The Dispute Resolution team at Ogier in Jersey has successfully represented UK administrators BDO and Creditforce Limited in a significant multi-million-pound fraud judgment against a trustee found to have misappropriated assets in a vehicle purporting to be a charitable trust.
In its judgment in Cohen & Crooks as Joint Administrators of the Estate of James Donald Hanson & Anor v Arbitrage Research and Trading S.A. & Ors, Jersey’s Royal Court made findings of fraud against the former trustee of a Jersey trust.
In coming to its conclusions, the Royal Court also revisited the test for determining whether a trust is a sham and considered, for the first time, when it might be appropriate to exercise its statutory jurisdiction to save a trust which is wholly or partially unlawful.
The case involved the estate of the late James Donald Hanson, who during his lifetime had been the second most senior figure globally within accountancy firm Arthur Andersen.
It revolved around a breakdown in relations between the appointed executors of the estate and, in particular, a Jersey-registered purportedly charitable trust (the SR Charitable Trust).
The first plaintiffs in the case were partners of BDO, Malcolm Cohen and Shane Crooks, Joint Administrators appointed by the High Court of England and Wales to administer the estate after relations between Mr Hanson’s appointed executors broke down. The second plaintiff is an English limited company wholly owned by the Estate, Creditforce Limited (Creditforce), which had been Mr Hanson’s private investment vehicle during his lifetime.
It was alleged by the plaintiffs, represented by the Ogier team, that the trust was a sham trust intended in reality to operate as a personal tax avoidance mechanism for personal investments, holding shares in a company worth some £20m.
The Royal Court found for the plaintiffs and concluded that the Trust was established to shelter assets from UK taxation, and that it was never the intention for the Trust to be a genuine charitable trust.
Further, the Court found that the assets held by the Trust had been fraudulently misappropriated and transferred by the sole remaining trustee after Mr Hanson’s death to vehicles first in St Kitts and Nevis and ultimately Panama.
The Ogier team representing the plaintiffs in the ten-day trial included Partner Nick Williams, Managing Associate James Angus and Associate Matthew Davies.

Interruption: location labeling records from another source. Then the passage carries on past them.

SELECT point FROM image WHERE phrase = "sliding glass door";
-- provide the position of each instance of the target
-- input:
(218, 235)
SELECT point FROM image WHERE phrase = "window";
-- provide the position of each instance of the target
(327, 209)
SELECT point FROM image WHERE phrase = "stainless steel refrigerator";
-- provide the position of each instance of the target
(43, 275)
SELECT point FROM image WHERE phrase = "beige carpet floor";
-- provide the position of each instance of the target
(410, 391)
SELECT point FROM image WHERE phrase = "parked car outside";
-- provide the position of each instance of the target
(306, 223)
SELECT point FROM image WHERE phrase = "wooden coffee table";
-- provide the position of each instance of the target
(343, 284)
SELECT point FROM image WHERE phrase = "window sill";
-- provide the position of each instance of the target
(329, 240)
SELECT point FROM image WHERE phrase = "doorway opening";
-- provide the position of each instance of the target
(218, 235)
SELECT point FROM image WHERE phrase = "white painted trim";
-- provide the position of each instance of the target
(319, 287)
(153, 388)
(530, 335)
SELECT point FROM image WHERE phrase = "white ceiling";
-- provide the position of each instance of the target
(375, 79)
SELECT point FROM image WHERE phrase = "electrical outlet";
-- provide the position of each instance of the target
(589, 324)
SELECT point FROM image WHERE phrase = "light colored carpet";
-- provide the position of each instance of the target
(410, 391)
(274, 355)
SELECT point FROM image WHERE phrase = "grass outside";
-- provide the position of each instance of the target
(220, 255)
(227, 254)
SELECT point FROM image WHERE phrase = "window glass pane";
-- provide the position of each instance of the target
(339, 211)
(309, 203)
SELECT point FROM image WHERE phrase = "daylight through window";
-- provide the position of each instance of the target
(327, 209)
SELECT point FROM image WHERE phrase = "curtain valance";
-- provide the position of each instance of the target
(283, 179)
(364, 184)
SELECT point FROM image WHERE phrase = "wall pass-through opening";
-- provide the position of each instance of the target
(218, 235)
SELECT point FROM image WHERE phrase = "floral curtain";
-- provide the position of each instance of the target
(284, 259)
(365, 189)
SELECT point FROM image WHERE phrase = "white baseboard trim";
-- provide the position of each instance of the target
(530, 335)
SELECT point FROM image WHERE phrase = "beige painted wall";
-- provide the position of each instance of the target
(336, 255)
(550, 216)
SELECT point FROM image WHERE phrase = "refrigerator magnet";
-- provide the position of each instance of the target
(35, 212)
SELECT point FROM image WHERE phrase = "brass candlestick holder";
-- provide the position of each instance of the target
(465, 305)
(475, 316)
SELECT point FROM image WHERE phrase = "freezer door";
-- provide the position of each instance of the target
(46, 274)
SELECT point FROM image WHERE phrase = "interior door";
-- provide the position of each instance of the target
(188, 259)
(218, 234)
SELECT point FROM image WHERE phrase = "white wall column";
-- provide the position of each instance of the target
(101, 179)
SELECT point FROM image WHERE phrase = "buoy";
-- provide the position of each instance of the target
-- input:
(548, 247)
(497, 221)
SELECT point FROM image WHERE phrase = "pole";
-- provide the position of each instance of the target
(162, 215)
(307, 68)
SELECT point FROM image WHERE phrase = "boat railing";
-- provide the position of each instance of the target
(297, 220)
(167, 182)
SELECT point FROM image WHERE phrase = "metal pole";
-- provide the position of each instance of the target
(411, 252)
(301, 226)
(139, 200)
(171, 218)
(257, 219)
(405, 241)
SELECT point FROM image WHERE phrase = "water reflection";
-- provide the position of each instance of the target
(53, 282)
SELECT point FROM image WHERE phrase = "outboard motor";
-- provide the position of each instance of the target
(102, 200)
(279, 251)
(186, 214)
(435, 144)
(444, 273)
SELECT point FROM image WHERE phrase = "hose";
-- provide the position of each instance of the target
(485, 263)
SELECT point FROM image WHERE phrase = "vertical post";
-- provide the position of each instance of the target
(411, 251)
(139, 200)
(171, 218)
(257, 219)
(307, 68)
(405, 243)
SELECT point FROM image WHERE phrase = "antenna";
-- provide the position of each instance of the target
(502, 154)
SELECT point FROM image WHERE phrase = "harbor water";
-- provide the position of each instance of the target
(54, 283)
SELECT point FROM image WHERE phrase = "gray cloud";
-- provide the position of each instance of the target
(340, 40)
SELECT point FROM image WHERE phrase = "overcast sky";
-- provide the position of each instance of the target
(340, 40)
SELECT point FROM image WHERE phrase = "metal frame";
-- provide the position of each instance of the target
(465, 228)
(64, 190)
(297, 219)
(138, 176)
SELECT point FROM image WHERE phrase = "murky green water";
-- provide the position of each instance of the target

Commenting on the case, Nick Williams (pictured) said: “We are really pleased to have come to a successful conclusion on behalf of the administrators in what was a lengthy and highly complex case that brought together a number of significant and progressive points for practitioners and trustees alike. These included sham trusts, the treatment of reckless indifference of trustees, the validity and definition of charitable trusts, and the discretion of the Royal Court to intervene to save a trust which is partly lawful.
“Of particular note in relation to the concept of fraudulent breach of trust, the judgment has resulted in the adoption into Jersey law recent English authority that an award of compound interest is the standard order against a fraudulent trustee. Meanwhile, on the point of proving trustee reckless indifference, the Royal Court appears to have left the door ajar, which may raise its head again in future cases.”